Foi pelas 20 horas que a família Pinhal decidiu abandonar as casas onde estava de férias para fugir ao incêndio. O fumo intenso que pairava na chamada estrada da morte, a EN 236-1, forçou os carros a fazerem várias manobras de inversão de marcha numa tentativa de escapar às chamas. Pelo meio da confusão e da perda total da visibilidade, que resultou em acidentes entre as várias viaturas que circulavam naquela estrada, Mário Pinhal conseguiu tirar dali o seu carro já sem pneus, com as jantes a arrastar pelo alcatrão. Salvou os seus pais e a sua tia, que seguiam consigo na viatura até onde a carroçaria aguentou. A mesma sorte não teve a sua mulher, Susana Pinhal, e as suas duas filhas Joana Pinhal e Margarida Pinhal, com 15 e 12 anos, respetivamente, que acabaram por morrer a duzentos e poucos metros da viatura de Mário Pinhal sem que este, que as procurou durante horas as tivesse descoberto.

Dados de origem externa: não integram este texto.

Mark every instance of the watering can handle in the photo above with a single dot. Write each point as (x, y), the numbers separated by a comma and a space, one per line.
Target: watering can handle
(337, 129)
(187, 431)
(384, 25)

Este é o relato de Mário Pinhal aos investigadores da equipa de Domingos Xavier Viegas, que conta em detalhe no capítulo VI o inferno que se viveu durante aquelas horas do dia 17 de junho de 2017.
Nas próximas edições o i vai publicar as histórias, baseadas em relatos de familiares e amigos, das 65 pessoas que morreram durante o incêndio de Pedrógão Grande. São as histórias que constam do capítulo VI do relatório encomendado pelo governo aos peritos liderados por Xavier Viegas e que o executivo decidiu ocultar.
“O grupo da família de Mário Pinhal era constituído por sete pessoas, de três gerações da mesma família: Eduardo Pinhal Rodrigues Paiva (72 anos), casado com Maria Odete Paiva António (68 anos), pais de Mário Pinhal (55 anos), Maria Helena Rodrigues António, irmã de Maria Odete; Susana Maria Guerreiro Marques Pinhal (40 anos), casada com Mário Pinhal e Joana Marques Pinhal (15 anos) e Margarida Marques Pinhal (12 anos), filhas de Mário e Susana Pinhal.
Eduardo Paiva e Maria Odete vivem perto de Lisboa, numa casa próxima da de Mário Pinhal, mas possuem outra casa em Várzeas contígua à de Maria Helena. Mário Pinhal vive próximo de Lisboa e tem uma casa de construção recente, na parte de baixo de Várzeas, próximo da dos pais.
Estava a passar uns dias em Várzeas com os pais e no dia 17, após o almoço descansaram um pouco, pois estava muito calor. A meio da tarde o Mário foi arranjar um muro no fundo da propriedade, enquanto as filhas tomavam banho num tanque de que dispõem. Pelas 18 horas ouviu um trovão ao longe e pareceu-lhe ver cair umas “velhas” (termo que designa as fagulhas ou partículas queimadas ou de cinza). Alguém terá dito: “Parece que vem aí uma trovoada.”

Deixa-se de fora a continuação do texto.